Calc

Contents

Calc#

class liesel.model.nodes.Calc(function, *inputs, _name='', _needs_seed=False, update_on_init=True, **kwinputs)[source]#

Bases: Node

A Node subclass that calculates its value based on its inputs nodes.

Calculator nodes are a central element block of the Liesel graph building toolkit. They wrap arbitrary calculations in pure JAX functions.

  • By default, calculator nodes will appear in the node graph created by viz.plot_nodes(), but they will not appear in the model graph created by viz.plot_vars().

  • You can wrap a calculator node in a Var to make it appear in the model graph.

Tip

The wrapped function must be jit-compilable by JAX. This mainly means that it must be a pure function, i.e. it must not have any side effects and, given the same input, it must always return the same output. Some special consideration is also required for loops and conditionals.

Please consult the JAX docs for details.

Parameters:
  • function (Callable[..., Any]) – The function to be wrapped. Must be jit-compilable by JAX.

  • *inputs (Any) – Non-keyword inputs. Any inputs that are not already nodes or Var will be converted to Data nodes. The values of these inputs will be passed to the wrapped function in the same order they are entered here.

  • _name (str) – The name of the node. If you do not specify a name, a unique name will be automatically generated upon initialization of a Model. (default: '')

  • _needs_seed (bool) – Whether the node needs a seed / PRNG key. (default: False)

  • update_on_init (bool) – If True, the calculator will try to evaluate its function upon initialization. (default: True)

  • **kwinputs (Any) – Keyword inputs. Any inputs that are not already nodes or Var`s will be converted to :class:.Data` nodes. The values of these inputs will be passed to the wrapped function as keyword arguments.

See also

Data

A node representing some static data.

Dist

A node representing a tensorflow_probability Distribution.

Var

A variable in a statistical model, typically with a probability distribution.

param

A helper function to initialize a Var as a model parameter.

obs

A helper function to initialize a Var as an observed variable.

Notes

A calculator node will compute its value only when Calc.update() is called. This does not happen automatically upon initialization. Commonly, the first time this method is called is during the initialization of a Model, which might make it hard to spot errors in the wrapped computations.

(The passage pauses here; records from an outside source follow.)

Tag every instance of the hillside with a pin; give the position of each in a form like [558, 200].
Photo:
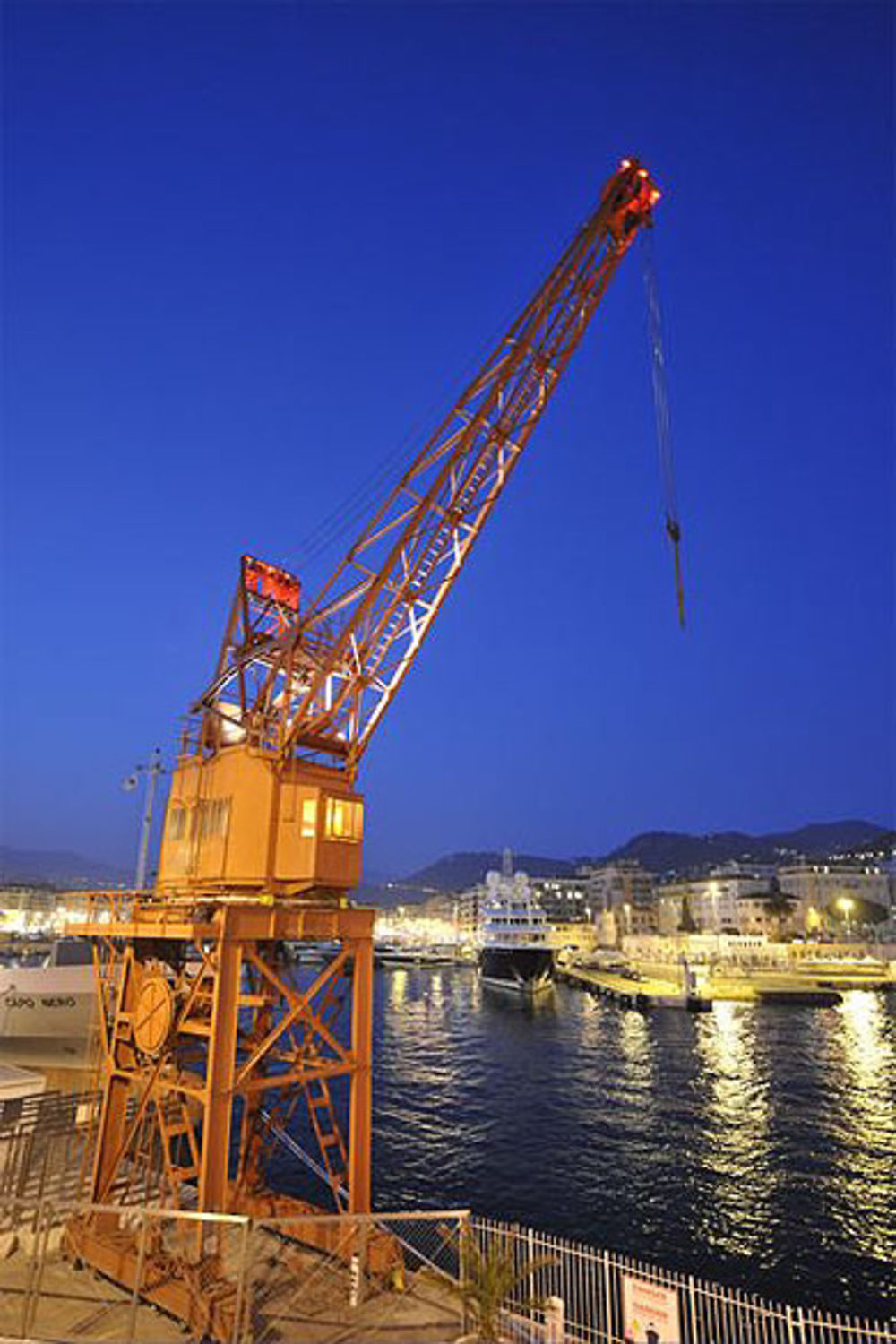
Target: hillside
[58, 868]
[659, 851]
[458, 871]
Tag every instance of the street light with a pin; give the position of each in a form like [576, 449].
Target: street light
[129, 784]
[845, 906]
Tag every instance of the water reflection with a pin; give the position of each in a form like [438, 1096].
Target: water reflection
[735, 1116]
[861, 1061]
[754, 1142]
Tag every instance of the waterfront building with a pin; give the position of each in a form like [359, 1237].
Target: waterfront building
[732, 900]
[836, 894]
[29, 909]
[563, 900]
[613, 886]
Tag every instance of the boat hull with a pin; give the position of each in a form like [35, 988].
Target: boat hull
[522, 970]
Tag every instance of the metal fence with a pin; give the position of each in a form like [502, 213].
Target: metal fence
[607, 1298]
[319, 1279]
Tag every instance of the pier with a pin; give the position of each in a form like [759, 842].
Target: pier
[634, 991]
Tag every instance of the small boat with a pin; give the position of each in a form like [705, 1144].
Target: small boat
[392, 956]
[53, 1002]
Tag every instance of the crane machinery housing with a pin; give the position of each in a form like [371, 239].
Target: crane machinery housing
[209, 1043]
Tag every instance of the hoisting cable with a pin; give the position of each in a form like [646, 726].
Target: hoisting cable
[661, 408]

To update the value immediately, you can call Calc.update() manually.

Examples

A simple calculator node, taking the exponential value of an input parameter.

>>> log_scale = lsl.param(0.0, name="log_scale")
>>> scale = lsl.Calc(jnp.exp, log_scale)
>>> print(scale.value)
1.0

The value of the calculator node is updated when Calc.update() is called.

>>> scale.update()
Calc(name="")
>>> print(scale.value)
1.0

You can also update the value of the calculator node in one step upon initilization.

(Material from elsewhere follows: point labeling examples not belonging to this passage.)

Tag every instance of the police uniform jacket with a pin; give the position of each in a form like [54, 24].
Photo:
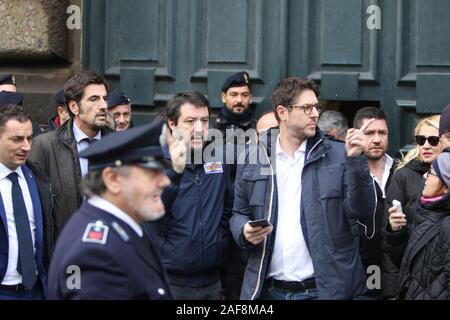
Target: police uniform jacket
[112, 261]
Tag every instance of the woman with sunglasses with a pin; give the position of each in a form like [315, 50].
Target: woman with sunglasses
[407, 184]
[425, 262]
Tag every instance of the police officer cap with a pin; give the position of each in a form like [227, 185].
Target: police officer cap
[7, 79]
[238, 79]
[117, 98]
[59, 97]
[138, 146]
[7, 97]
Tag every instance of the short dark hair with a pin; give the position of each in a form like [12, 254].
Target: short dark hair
[193, 97]
[74, 87]
[368, 113]
[287, 91]
[12, 111]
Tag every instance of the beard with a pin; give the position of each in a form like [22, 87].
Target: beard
[375, 156]
[146, 213]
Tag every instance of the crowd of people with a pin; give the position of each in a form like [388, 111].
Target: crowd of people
[269, 208]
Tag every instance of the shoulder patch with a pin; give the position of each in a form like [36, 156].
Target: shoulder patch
[122, 233]
[96, 232]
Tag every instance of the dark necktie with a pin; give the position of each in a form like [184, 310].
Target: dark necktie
[89, 140]
[26, 264]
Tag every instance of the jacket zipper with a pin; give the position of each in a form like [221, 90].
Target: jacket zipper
[269, 215]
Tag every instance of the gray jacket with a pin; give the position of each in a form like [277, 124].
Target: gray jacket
[335, 189]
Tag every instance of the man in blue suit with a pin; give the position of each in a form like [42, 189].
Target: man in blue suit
[103, 251]
[26, 227]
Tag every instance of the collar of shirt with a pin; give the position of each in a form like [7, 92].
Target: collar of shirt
[388, 162]
[80, 135]
[4, 171]
[111, 208]
[298, 153]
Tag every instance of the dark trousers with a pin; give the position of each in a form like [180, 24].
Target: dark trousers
[211, 292]
[37, 293]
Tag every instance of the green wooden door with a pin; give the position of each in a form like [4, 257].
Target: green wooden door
[397, 57]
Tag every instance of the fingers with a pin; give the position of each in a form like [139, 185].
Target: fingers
[255, 235]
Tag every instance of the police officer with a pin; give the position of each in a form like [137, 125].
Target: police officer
[103, 252]
[238, 109]
[119, 105]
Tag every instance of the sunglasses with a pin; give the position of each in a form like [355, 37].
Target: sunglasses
[432, 140]
[307, 108]
[431, 171]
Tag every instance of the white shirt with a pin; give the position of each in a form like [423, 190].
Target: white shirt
[388, 162]
[81, 145]
[12, 277]
[111, 208]
[291, 260]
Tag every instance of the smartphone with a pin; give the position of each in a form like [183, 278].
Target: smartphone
[260, 223]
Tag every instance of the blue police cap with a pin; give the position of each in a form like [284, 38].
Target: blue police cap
[138, 146]
[117, 98]
[59, 97]
[7, 79]
[238, 79]
[7, 97]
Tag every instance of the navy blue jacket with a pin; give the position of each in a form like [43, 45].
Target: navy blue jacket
[335, 188]
[193, 233]
[42, 204]
[126, 266]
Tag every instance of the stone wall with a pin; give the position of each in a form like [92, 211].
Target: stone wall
[37, 46]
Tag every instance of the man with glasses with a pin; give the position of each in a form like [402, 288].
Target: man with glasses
[444, 127]
[307, 186]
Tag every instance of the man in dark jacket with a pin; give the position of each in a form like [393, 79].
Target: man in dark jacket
[308, 187]
[381, 168]
[56, 152]
[26, 225]
[198, 205]
[238, 109]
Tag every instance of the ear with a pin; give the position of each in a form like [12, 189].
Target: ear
[282, 113]
[112, 181]
[60, 111]
[172, 125]
[223, 95]
[74, 108]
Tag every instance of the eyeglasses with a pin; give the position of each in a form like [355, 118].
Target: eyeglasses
[307, 108]
[432, 140]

>>> log_scale = lsl.param(0.0, name="log_scale")
>>> scale = lsl.Calc(jnp.exp, log_scale).update()
>>> print(scale.value)
1.0

You can also use your own functions as long as they are jit-compilable by JAX.

>>> def compute_variance(x):
...     return jnp.exp(x)**2
>>> log_scale = lsl.param(0.0, name="log_scale")
>>> variance = lsl.Calc(compute_variance, log_scale).update()
>>> print(variance.value)
1.0

You can wrap a calculator node in a Var to declare its role as a statistical model variable and make it appear in the variable graph.

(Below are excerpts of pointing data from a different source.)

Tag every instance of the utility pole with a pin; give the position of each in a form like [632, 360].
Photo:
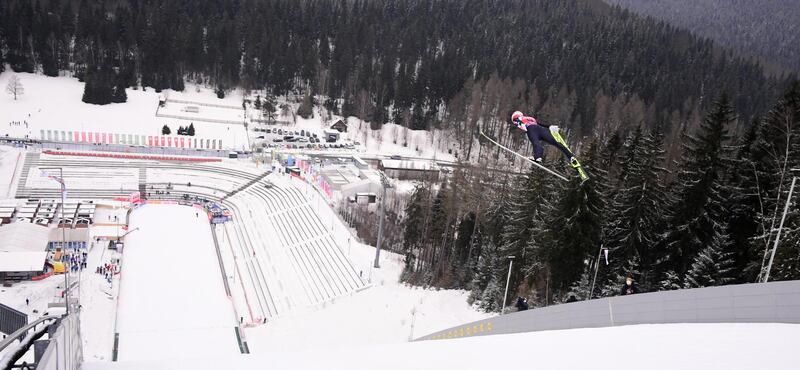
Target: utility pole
[780, 228]
[60, 180]
[508, 279]
[596, 268]
[385, 184]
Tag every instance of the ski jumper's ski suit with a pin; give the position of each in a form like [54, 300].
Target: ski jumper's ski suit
[537, 132]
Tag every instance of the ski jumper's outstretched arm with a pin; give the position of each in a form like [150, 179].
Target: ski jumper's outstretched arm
[538, 131]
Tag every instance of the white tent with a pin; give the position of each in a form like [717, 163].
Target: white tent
[23, 247]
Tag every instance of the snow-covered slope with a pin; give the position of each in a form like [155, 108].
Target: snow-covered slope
[172, 303]
[389, 312]
[668, 347]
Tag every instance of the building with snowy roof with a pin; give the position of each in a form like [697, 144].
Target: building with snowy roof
[23, 250]
[404, 169]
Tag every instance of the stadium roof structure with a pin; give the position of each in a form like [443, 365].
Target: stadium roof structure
[23, 247]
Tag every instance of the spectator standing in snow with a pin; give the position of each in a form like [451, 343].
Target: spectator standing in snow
[522, 304]
[629, 287]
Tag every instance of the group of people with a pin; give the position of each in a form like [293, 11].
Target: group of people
[18, 123]
[74, 259]
[108, 270]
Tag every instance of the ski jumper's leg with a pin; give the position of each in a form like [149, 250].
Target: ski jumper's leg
[535, 137]
[548, 137]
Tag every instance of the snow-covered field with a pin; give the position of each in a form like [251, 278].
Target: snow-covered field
[54, 103]
[668, 347]
[172, 301]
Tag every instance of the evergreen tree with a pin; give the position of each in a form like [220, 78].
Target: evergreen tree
[776, 152]
[698, 210]
[579, 220]
[713, 266]
[118, 93]
[636, 217]
[413, 229]
[306, 108]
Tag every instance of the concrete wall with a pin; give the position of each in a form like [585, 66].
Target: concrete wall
[777, 302]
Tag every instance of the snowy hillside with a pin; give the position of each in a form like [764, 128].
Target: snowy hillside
[654, 347]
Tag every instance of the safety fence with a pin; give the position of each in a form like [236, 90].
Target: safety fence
[775, 302]
[134, 156]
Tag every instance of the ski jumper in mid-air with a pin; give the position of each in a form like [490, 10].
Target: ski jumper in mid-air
[538, 132]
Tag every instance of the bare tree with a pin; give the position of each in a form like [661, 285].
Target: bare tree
[15, 87]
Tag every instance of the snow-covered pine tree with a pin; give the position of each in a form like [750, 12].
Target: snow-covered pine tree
[497, 216]
[636, 217]
[713, 266]
[578, 222]
[783, 122]
[744, 207]
[413, 225]
[698, 208]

>>> log_scale = lsl.param(0.0, name="log_scale")
>>> scale = lsl.Var(lsl.Calc(jnp.exp, log_scale).update())
>>> print(scale.value)
1.0

Methods

add_inputs(*inputs, **kwinputs)

Adds non-keyword and keyword input nodes to the existing ones.

all_input_nodes()

Returns all non-keyword and keyword input nodes as a unique tuple.

all_output_nodes()

Returns all output nodes as a unique tuple.

clear_state()

Clears the state of the node.

flag_outdated()

Flags the node and its recursive outputs as outdated.

set_inputs(*inputs, **kwinputs)

Sets the non-keyword and keyword input nodes.

update()

Updates the value of the node.

Attributes

function

The wrapped function.

groups

The groups that this node is a part of.

inputs

The non-keyword input nodes.

kwinputs

The keyword input nodes.

model

The model the node is part of.

name

The name of the node.

needs_seed

Whether the node needs a seed / PRNG key.

outdated

Whether the node is outdated.

outputs

The output nodes.

state

The state of the node.

value

The value of the node.

var

The variable the node is part of.

monitor

Whether the node should be monitored by an inference algorithm.